Abstract
In conventional power system, multiple generators commonly coexist. In
the meantime, each of the generators has different characteristics in
terms of generation cost. Hence, it is necessary to consider them
coordinately and achieve the rational power generation mix. Furthermore,
in modern smart grids, the characteristics of the generators become even
complex, which requires further considerations of different generation
cost factors in order to fulfill the requirements of system optimal
operation. In this paper, different types of generation costs are
analyzed in detail, including starting cost, minimum power generation
cost, marginal cost, etc. At the same time, the simplified optimization
model is proposed to accelerate the solving rate and ensure that the
solution is a global optimal one. Numerical experiments are conducted to
validate the proposed method.
Keywords : Generator mix, marginal cost, generation cost
minimization
- 1.Introduction
In order to meet the requirements of ever growing electricity demands,
the coordinated characteristics of multiple generators should be
considered simultaneously so that coordination among various generation
units can be achieved and generation costs can be thereby reduced
[1]-[4]. Meanwhile, the overall system reliability can be also
enhanced by coordinating multiple generators in the same electric grids.
Conventional optimization approach and cost analysis are more suitable
for studying the characteristics of small-scale power systems. However,
for larger-scale power systems with large numbers of synchronous
generators (especially for modern smart grids with various generation
mix), the legacy approach may not be effective and the corresponding
cost optimization could be infeasible. The deployment of microgrids
could be a good solution to consolidate the dispersed generations into a
single unit with relatively larger generation capacity [5]-[8].
However, microgrids themselves may also induce operational issues
regarding power dispatch, electricity transactions, resource allocation,
etc. Additional discussions are needed to fully leverage the benefits of
microgrids in cost analysis and economic dispatch in modern electric
grids.
Economic operation is one of the critical requirements and criteria in
the operation and management of modern power systems. Especially for
today’s electric grids, the particular requirements can be detailed in
the following aspects:
1) The generation costs follow the basic hourly generation cost rate,
which determines the particular hourly generation cost of each
individual generator;
2) Frequency start-up and shut-down procedures should be avoided, so
that the additional cost during the start process can be eliminated,
which thereby reduced the overall generation cost;
3) The minimum output power of each generator should be taken into
account during the analysis, which is induced by the physical limit of
each generator.
4) When the output power of each generator is controlled to be larger
than its minimum limit, an additional hourly rate should be considered,
which is called marginal cost.
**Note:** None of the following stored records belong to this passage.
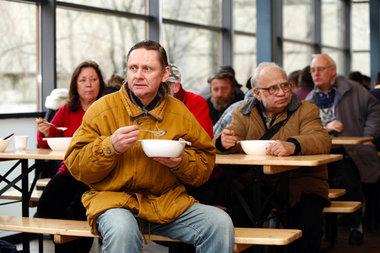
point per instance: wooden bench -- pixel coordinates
(16, 195)
(42, 182)
(343, 207)
(67, 230)
(336, 193)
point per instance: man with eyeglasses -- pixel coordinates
(347, 109)
(277, 114)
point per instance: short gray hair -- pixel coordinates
(331, 60)
(259, 68)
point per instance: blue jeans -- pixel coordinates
(209, 228)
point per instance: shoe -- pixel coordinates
(356, 237)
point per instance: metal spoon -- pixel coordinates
(59, 128)
(155, 133)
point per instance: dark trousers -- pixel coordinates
(61, 199)
(344, 174)
(307, 216)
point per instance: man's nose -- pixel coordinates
(139, 73)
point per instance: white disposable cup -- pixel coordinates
(21, 142)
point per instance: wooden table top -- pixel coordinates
(350, 140)
(38, 154)
(277, 164)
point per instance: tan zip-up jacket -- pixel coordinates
(132, 180)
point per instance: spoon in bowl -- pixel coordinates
(59, 128)
(155, 133)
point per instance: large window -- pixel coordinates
(199, 36)
(206, 12)
(360, 37)
(194, 51)
(105, 39)
(135, 6)
(18, 57)
(298, 34)
(244, 19)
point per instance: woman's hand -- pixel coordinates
(43, 126)
(124, 138)
(228, 138)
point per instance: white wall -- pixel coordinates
(23, 126)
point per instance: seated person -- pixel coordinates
(61, 199)
(300, 132)
(223, 93)
(347, 109)
(131, 192)
(56, 99)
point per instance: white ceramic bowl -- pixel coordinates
(255, 147)
(162, 148)
(58, 143)
(4, 144)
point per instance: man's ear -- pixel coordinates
(166, 74)
(257, 93)
(176, 87)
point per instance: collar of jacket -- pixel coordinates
(252, 103)
(135, 111)
(342, 86)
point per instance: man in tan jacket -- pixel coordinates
(300, 132)
(131, 192)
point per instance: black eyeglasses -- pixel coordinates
(319, 69)
(274, 89)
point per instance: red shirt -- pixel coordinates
(63, 118)
(197, 105)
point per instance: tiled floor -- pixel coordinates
(96, 248)
(371, 244)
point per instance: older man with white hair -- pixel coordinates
(347, 109)
(277, 114)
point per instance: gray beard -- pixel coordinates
(222, 104)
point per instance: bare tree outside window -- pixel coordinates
(18, 62)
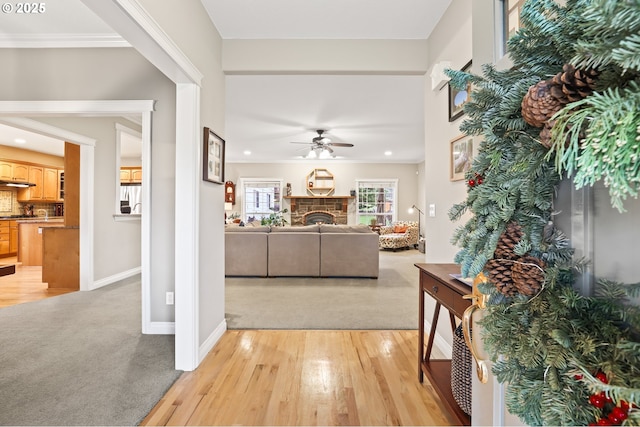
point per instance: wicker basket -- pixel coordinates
(461, 371)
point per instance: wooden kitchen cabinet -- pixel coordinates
(10, 171)
(50, 184)
(36, 176)
(30, 247)
(131, 175)
(60, 185)
(47, 182)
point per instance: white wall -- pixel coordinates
(188, 25)
(325, 56)
(450, 41)
(345, 175)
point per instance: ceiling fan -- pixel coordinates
(321, 145)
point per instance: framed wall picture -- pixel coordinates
(461, 156)
(457, 98)
(213, 157)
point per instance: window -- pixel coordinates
(510, 19)
(260, 198)
(129, 170)
(377, 201)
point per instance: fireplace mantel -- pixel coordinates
(293, 200)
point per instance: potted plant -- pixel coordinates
(275, 219)
(235, 217)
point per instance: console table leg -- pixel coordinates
(452, 318)
(432, 333)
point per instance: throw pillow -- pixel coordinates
(400, 228)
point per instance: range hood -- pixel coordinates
(16, 184)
Marginal cost is used to represent the
overall cost increase induced by the additional power generation of each
particular generator.
In order to optimally combine the generation costs from multiple
generators (i.e., to minimize the overall system cost), the above cost
categories should be comprehensively considered. Hence, the overall cost
equation can be derived. Meanwhile, various operational constraints
should be considered during the combination of multiple generators,
including system topology constraints, maximum power generation
constraints, minimum power generation constraints, etc.
For unit commitment and combination of multiple generators, the
computational efficiency should be always taken care of. It is necessary
to ensure the required computational efficiency and minimize model
complexity. In order to solve the above issues, the conventional way of
solving the problem is focused on the solving mode, i.e., to improve the
original problem solving efficiency and accuracy by altering the solving
modes. Particularly, the traditional approaches mainly focus on
heuristic methods [9], which is relied on continuously changing the
decision variables and gradually approaching the optimal solution. These
methods feature lower complexity and less model dependency. However,
there could still be some issues regarding convergence. In other words,
the algorithm may not converge at the desired and optimal operation
points due to the continuous changing and perturbation in the system. In
some cases, the optimization problem may lead to sub-optimal other than
global optimal due to the inherent issues of heuristic methods.
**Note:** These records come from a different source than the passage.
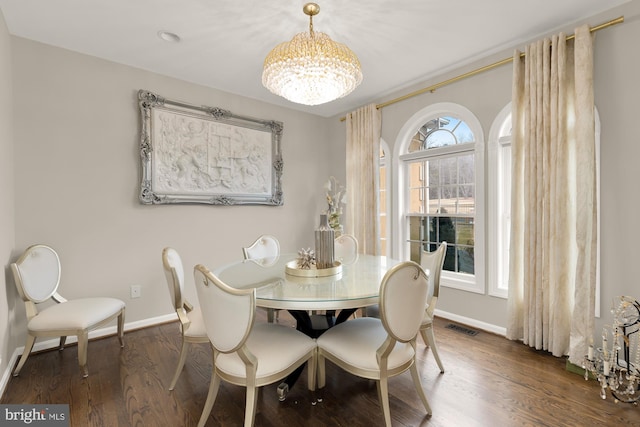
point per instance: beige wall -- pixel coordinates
(77, 173)
(7, 237)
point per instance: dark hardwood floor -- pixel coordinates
(489, 381)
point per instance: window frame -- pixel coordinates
(497, 238)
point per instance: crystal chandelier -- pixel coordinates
(311, 69)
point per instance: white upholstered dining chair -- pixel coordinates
(432, 262)
(245, 353)
(190, 318)
(265, 250)
(37, 276)
(378, 349)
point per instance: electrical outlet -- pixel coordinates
(135, 291)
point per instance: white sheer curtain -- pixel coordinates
(554, 205)
(363, 158)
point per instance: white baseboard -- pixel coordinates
(499, 330)
(98, 333)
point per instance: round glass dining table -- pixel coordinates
(352, 286)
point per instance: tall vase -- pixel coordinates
(324, 244)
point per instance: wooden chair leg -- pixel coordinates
(383, 395)
(25, 354)
(430, 340)
(250, 408)
(83, 342)
(183, 357)
(214, 385)
(416, 382)
(121, 328)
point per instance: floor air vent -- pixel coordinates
(462, 329)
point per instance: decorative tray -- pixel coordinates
(293, 269)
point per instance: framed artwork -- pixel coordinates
(201, 154)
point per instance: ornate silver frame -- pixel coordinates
(201, 154)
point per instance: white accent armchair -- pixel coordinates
(245, 353)
(37, 276)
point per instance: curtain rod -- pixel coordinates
(433, 88)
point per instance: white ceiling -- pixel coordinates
(225, 42)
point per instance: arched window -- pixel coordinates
(440, 188)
In this paper, we focus on the improvement of original models, rather
than changing the solving methods. In particular, we first adjust the
decision variables based on the understanding of physical systems. The
purpose of this step is to reduce the numbers of decision variables.
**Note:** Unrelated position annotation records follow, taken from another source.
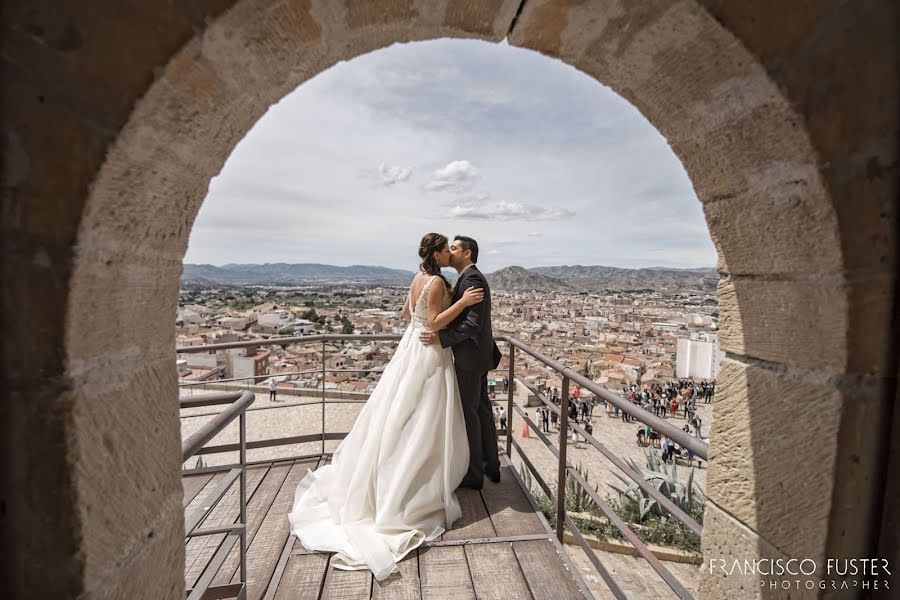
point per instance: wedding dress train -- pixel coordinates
(390, 484)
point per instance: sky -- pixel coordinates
(538, 162)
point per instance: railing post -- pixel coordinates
(563, 444)
(509, 399)
(323, 396)
(243, 457)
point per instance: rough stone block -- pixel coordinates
(127, 462)
(782, 229)
(801, 323)
(773, 451)
(727, 539)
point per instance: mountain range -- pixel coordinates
(576, 278)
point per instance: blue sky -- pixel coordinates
(537, 161)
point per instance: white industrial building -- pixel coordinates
(698, 356)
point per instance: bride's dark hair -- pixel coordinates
(431, 243)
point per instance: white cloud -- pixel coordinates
(303, 193)
(391, 175)
(458, 176)
(508, 211)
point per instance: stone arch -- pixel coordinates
(114, 157)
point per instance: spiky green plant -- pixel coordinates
(665, 479)
(577, 498)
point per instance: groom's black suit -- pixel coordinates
(475, 353)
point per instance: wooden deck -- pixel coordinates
(499, 549)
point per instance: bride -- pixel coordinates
(389, 486)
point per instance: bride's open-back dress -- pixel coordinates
(390, 484)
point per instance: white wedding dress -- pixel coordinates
(390, 484)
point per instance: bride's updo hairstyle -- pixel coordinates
(431, 243)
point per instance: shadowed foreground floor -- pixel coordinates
(498, 549)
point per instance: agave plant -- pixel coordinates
(665, 479)
(577, 498)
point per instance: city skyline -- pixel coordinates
(537, 161)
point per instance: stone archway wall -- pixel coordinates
(117, 118)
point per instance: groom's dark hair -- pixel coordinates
(468, 243)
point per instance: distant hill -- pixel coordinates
(520, 279)
(298, 274)
(576, 278)
(595, 278)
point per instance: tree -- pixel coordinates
(346, 325)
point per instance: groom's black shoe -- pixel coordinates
(470, 484)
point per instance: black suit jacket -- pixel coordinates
(470, 334)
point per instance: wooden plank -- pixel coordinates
(475, 521)
(400, 586)
(303, 577)
(192, 486)
(257, 509)
(495, 572)
(444, 574)
(268, 541)
(544, 571)
(347, 585)
(200, 550)
(511, 512)
(200, 500)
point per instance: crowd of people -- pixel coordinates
(663, 400)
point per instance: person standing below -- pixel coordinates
(475, 353)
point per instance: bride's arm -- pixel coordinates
(436, 320)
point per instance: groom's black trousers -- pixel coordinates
(479, 426)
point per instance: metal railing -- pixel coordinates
(565, 470)
(193, 445)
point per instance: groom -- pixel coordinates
(475, 353)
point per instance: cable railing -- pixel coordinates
(565, 470)
(236, 533)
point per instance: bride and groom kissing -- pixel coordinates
(426, 429)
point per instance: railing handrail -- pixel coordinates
(254, 378)
(238, 403)
(237, 409)
(282, 341)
Meanwhile, by involving sign signals, the unnecessary procedures or
unrealistic unit commitment can be eliminated. Hence, the feasible range
is simplified and minimized, and the solving efficiency is thereby
enhanced.
Based on the practical and given system model, all the generation costs
are listed and analyzed, and the overall cost equation is derived based
on the coordination among multiple generation units. After that, in
order to minimize the overall generation cost, the optimization model is
simplified and the modified model is presented for following analysis.
The proposed model can be used to enhance the solving efficiency of the
corresponding optimization problem, and the computational efficiency can
be enhanced. Meanwhile, it can be guaranteed that the obtained results
are the global optimal other than sub-optimal. Finally, the proposed
mathematical model is derived in numerical experiment and the proposed
optimization problem is thereby analyzed. The related results are given
to validate the proposed model and method.